Wade v. Chaffee

8 R.I. 224 | R.I. | 1865

1. We do not think the defendant's plea in justification is bad for the first reason urged in support of the demurrer; for, in our opinion, a constable or police officer is not bound to procure a warrant before arresting a person whom he has probable cause to believe guilty of a felony, even though there may be no reason to fear the escape of such person in consequence of the delay in procuring the warrant. Davis v. Russell, 5 Bing. R. 354.

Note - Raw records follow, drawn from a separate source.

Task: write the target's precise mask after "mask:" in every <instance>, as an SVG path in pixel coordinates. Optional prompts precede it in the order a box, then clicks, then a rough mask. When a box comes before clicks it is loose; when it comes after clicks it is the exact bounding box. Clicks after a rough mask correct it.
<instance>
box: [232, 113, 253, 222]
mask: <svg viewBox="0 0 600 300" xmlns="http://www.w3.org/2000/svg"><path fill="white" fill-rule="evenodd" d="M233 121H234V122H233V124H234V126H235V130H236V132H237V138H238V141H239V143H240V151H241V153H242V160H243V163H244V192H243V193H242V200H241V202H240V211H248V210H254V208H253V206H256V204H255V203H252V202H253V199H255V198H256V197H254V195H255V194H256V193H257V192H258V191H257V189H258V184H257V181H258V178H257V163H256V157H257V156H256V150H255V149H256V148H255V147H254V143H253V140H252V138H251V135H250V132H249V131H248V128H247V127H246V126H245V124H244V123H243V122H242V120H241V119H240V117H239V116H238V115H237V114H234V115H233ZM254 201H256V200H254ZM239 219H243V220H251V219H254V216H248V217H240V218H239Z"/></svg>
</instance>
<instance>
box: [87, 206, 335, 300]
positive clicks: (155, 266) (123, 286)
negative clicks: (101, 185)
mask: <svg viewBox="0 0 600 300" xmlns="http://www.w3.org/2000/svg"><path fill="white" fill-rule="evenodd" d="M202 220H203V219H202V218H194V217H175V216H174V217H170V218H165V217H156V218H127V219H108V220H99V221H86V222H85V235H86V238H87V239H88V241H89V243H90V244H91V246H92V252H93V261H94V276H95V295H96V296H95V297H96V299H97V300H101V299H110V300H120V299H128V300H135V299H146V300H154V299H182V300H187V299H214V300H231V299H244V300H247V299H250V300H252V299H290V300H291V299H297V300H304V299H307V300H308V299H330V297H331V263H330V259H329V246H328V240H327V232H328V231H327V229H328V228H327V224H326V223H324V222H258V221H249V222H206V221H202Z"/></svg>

2. The rules of pleading require that a plea justifying an arrest on suspicion of felony, without a warrant, should set forth the grounds of the suspicion, so that the court may judge of them and determine whether they afford probable cause or not.Mure v. Kaye, 4 Taunt. R. 34; Boynton v. Tidwell, 19 Texas R. 118. The plea in this case states, in effect, that the defendant was, at the time of the plaintiff's arrest, a police officer of the city of Providence; that he made the arrest under orders from the acting City Marshal, to whom complaint had been made, "that there had been feloniously stolen, taken and carried away from a certain room to which no one but the occupant and the plaintiff had access, a large sum of money, to wit, the sum of thirty-three dollars," and that the defendant had "good and probable cause of suspicion, and vehemently suspected the said plaintiff to have been guilty of, or concerned in, the stealing and carrying *226 away of the said money." The plea does not state who was the complainant or what were his means or opportunities of information, or to whom the stolen money belonged, or why the plaintiff should have been suspected rather than the occupant of the room where the theft was committed, or in fact any of the more particular circumstances, if any such there were, tending to fasten suspicion upon the plaintiff. A plea which is so general and indefinite in its averments does not, we think, meet the requirements of the rule. The plaintiff's demurrer must, therefore, be sustained.